E’ scoppiata una guerra in Libia. Tra il governo “ufficiale” e riconosciuto dalla comunità internazionale, guidato dal primo ministro Fayez al Serraj; e Khalifa Haftar, principale avversario di Serraj e capo delle Forze armate libiche (LNA), cioè le forze che controllano buona parte della Libia orientale e meridionale e che puntano a conquistare Tripoli.
La questione riguarda da vicino l’Italia: non solo per gli storici legami tra il nostro Paese e quella parte del mondo, ma anche perchè secondo un rapporto dell’AISE (l’agenzia dei servizi segretari italiani che si occupano di questioni estere) nel caso in cui il conflitto si prolungasse le ondate di migrazione verso l’Italia sarebbe stimata nell’ordine delle 100mila persone. Mentre il conflitto degenera, il presidente del consiglio e il ministro dell’Interno, le due cariche che più di tutte le altre sono interessate all’argomento, hanno scelto di andare al Vinitaly a Verona per fare qualche brindisi. Auguri.
L’Italia ha tutto l’interesse ad entrare nella partita, non militarmente (ovviamente), ma giocando il proprio ruolo di potenza tra le più importanti, con la propria posizione baricentrica nel Mediterraneo.
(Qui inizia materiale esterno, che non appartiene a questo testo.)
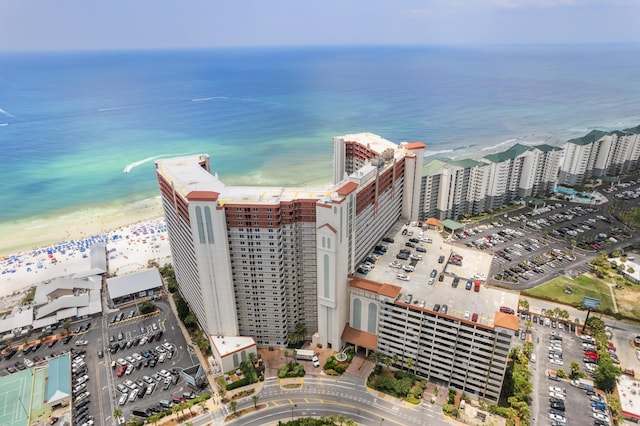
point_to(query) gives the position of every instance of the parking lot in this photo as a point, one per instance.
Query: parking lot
(147, 369)
(554, 400)
(97, 388)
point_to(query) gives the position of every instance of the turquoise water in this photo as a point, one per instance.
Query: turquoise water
(83, 129)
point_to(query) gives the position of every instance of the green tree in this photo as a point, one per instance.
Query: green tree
(117, 412)
(574, 367)
(147, 307)
(410, 363)
(377, 357)
(190, 320)
(181, 306)
(606, 374)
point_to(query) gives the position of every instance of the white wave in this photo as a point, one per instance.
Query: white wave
(6, 113)
(146, 160)
(114, 108)
(430, 153)
(498, 145)
(208, 98)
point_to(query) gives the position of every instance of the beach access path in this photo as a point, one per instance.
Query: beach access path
(129, 249)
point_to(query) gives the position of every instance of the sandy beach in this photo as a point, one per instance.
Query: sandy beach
(133, 236)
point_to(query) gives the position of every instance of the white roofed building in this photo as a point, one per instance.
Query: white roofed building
(134, 286)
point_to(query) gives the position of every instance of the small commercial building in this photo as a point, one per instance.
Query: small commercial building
(134, 287)
(229, 352)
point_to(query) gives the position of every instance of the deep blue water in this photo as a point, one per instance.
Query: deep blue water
(70, 123)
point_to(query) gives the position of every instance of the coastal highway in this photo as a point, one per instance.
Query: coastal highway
(322, 397)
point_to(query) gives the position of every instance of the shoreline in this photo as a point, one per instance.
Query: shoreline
(37, 250)
(37, 232)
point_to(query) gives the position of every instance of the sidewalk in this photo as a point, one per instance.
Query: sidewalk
(215, 396)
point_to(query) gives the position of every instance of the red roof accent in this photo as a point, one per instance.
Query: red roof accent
(360, 338)
(507, 321)
(414, 145)
(347, 188)
(203, 196)
(388, 290)
(335, 231)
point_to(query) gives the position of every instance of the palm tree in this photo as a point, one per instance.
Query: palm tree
(252, 358)
(377, 357)
(388, 361)
(175, 409)
(234, 407)
(410, 363)
(117, 412)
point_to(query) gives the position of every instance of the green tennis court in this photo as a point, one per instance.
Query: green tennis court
(21, 393)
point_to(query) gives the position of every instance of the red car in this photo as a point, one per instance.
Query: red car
(120, 371)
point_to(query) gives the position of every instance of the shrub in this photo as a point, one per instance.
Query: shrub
(239, 383)
(411, 399)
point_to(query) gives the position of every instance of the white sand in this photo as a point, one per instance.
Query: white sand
(131, 251)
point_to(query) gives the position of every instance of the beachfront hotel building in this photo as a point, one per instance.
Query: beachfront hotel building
(255, 261)
(600, 154)
(450, 189)
(447, 348)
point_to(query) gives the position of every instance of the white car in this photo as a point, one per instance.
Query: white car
(601, 416)
(556, 417)
(123, 399)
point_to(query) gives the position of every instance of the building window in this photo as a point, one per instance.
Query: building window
(207, 217)
(373, 318)
(200, 225)
(326, 275)
(357, 313)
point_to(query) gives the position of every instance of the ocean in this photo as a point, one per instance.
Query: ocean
(80, 129)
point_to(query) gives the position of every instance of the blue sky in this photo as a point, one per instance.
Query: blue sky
(118, 24)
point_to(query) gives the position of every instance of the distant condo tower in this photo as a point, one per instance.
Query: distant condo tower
(255, 261)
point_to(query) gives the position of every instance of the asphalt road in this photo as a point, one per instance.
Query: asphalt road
(321, 397)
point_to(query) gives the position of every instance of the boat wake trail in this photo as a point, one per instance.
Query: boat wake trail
(6, 113)
(208, 98)
(146, 160)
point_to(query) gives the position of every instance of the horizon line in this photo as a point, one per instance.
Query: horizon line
(321, 46)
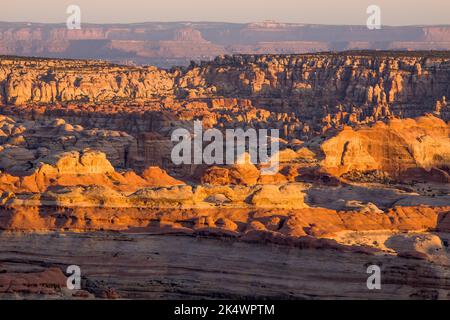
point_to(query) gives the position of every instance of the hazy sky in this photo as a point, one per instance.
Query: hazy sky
(394, 12)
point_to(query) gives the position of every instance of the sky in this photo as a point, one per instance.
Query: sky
(393, 12)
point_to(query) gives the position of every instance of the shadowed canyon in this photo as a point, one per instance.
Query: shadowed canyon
(86, 175)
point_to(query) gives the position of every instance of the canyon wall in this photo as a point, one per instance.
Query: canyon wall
(175, 43)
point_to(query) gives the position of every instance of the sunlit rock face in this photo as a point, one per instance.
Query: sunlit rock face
(363, 172)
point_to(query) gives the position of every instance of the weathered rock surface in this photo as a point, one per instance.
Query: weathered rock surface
(407, 149)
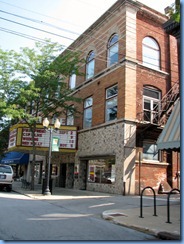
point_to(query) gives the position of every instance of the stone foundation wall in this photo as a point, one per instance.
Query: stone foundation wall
(116, 139)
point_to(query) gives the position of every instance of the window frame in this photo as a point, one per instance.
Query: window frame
(90, 65)
(69, 117)
(110, 46)
(146, 156)
(152, 61)
(72, 81)
(150, 114)
(87, 108)
(101, 171)
(110, 98)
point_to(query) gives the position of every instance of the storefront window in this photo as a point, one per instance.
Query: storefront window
(101, 171)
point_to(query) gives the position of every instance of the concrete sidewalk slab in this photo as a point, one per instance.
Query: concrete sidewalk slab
(155, 225)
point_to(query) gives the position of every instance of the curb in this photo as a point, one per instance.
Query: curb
(163, 235)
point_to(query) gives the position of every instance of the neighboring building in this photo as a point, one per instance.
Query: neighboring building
(131, 64)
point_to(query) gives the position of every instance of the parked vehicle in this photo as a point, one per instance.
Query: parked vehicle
(6, 177)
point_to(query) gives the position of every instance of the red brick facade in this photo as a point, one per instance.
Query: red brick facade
(132, 22)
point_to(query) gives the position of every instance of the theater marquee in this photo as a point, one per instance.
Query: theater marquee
(21, 138)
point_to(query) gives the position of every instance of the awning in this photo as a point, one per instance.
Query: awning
(170, 136)
(15, 158)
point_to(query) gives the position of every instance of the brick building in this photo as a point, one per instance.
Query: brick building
(131, 64)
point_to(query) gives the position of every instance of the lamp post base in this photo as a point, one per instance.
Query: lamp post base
(47, 192)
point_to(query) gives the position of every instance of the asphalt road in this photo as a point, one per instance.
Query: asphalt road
(27, 219)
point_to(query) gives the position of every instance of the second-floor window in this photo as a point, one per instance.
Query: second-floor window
(151, 53)
(90, 65)
(88, 103)
(69, 118)
(72, 81)
(112, 56)
(150, 151)
(151, 107)
(111, 103)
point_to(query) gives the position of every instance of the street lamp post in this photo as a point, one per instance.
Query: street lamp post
(50, 130)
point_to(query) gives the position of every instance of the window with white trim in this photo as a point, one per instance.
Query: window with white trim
(150, 151)
(87, 121)
(111, 103)
(72, 81)
(151, 104)
(151, 53)
(69, 118)
(90, 65)
(113, 47)
(101, 171)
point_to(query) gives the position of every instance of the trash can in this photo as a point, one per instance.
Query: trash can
(44, 185)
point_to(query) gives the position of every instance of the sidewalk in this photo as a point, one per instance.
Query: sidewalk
(155, 225)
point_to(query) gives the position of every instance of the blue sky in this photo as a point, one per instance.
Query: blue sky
(69, 19)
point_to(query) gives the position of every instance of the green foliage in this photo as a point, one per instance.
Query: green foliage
(33, 82)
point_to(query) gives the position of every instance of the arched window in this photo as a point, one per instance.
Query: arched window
(112, 50)
(90, 65)
(151, 53)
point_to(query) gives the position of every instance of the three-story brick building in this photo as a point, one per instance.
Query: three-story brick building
(131, 63)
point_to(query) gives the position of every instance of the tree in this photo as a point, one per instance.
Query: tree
(46, 93)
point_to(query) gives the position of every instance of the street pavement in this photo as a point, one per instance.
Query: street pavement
(156, 221)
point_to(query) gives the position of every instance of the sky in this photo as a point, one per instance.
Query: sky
(24, 22)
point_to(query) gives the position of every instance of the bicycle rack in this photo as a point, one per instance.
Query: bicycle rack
(141, 216)
(168, 205)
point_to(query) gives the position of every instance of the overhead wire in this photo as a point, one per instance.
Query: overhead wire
(86, 35)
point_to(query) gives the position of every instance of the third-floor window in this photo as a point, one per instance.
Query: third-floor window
(88, 103)
(90, 65)
(151, 107)
(111, 103)
(112, 55)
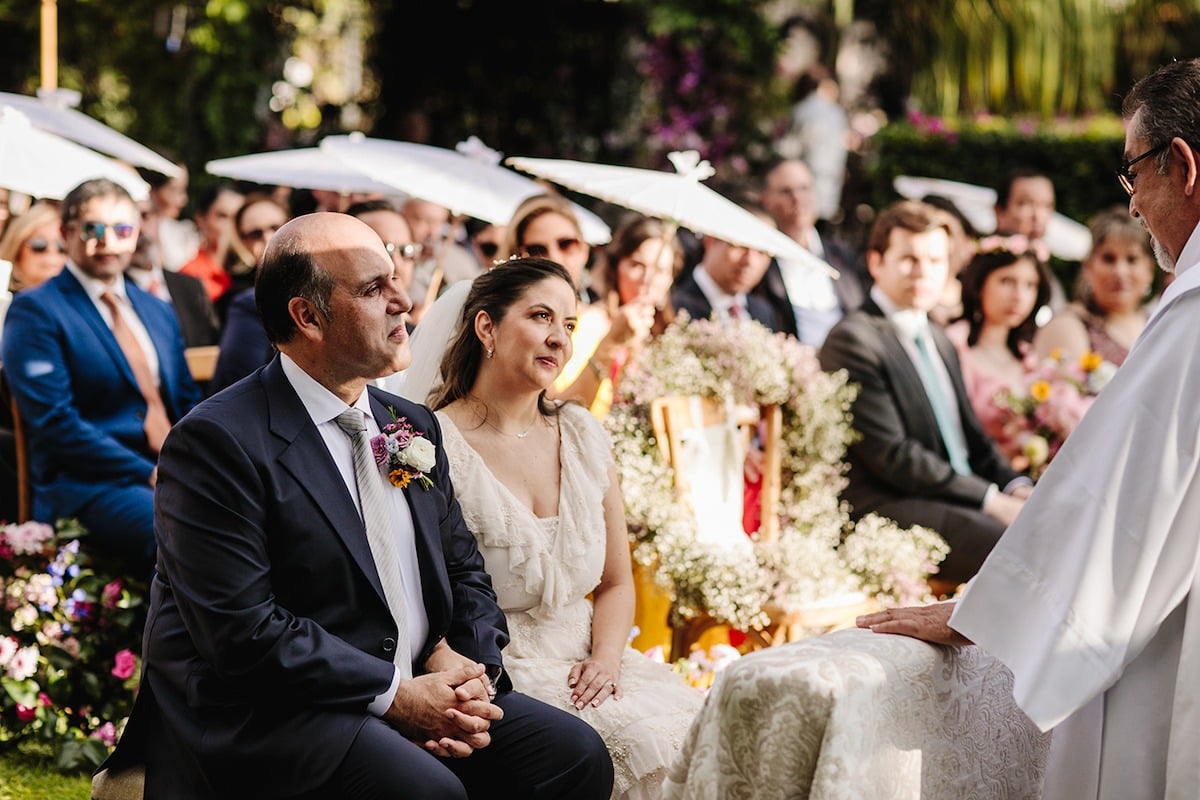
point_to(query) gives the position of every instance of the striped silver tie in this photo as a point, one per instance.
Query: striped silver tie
(381, 531)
Una Libia instabile e ingovernabile avrebbe ricadute importanti per il nostro Paese, in particolare per l’andamento dei flussi migratori e la nostra dipendenza energetica.
Cosa occorre fare?
Bisogna costruire alleanze con chi ha interessi simili ai nostri. Ad esempio la Francia, con cui poche settimane il nostro Governo ha litigato al punto che Parigi ha richiamato il proprio ambasciatore come non avveniva dalla Seconda guerra mondiale. Si devono mettere da parte le polemiche, anche di politica interna (non aiuta la campagna elettorale, è vero) provare a stringere tutte le forze politiche attorno allo stesso obiettivo e dare forza alla linea di politica che l’Italia dovrà tenere sulla Libia. Se non sarà così, sarà più debole non il Governo, ma tutti noi come comunità internazionale.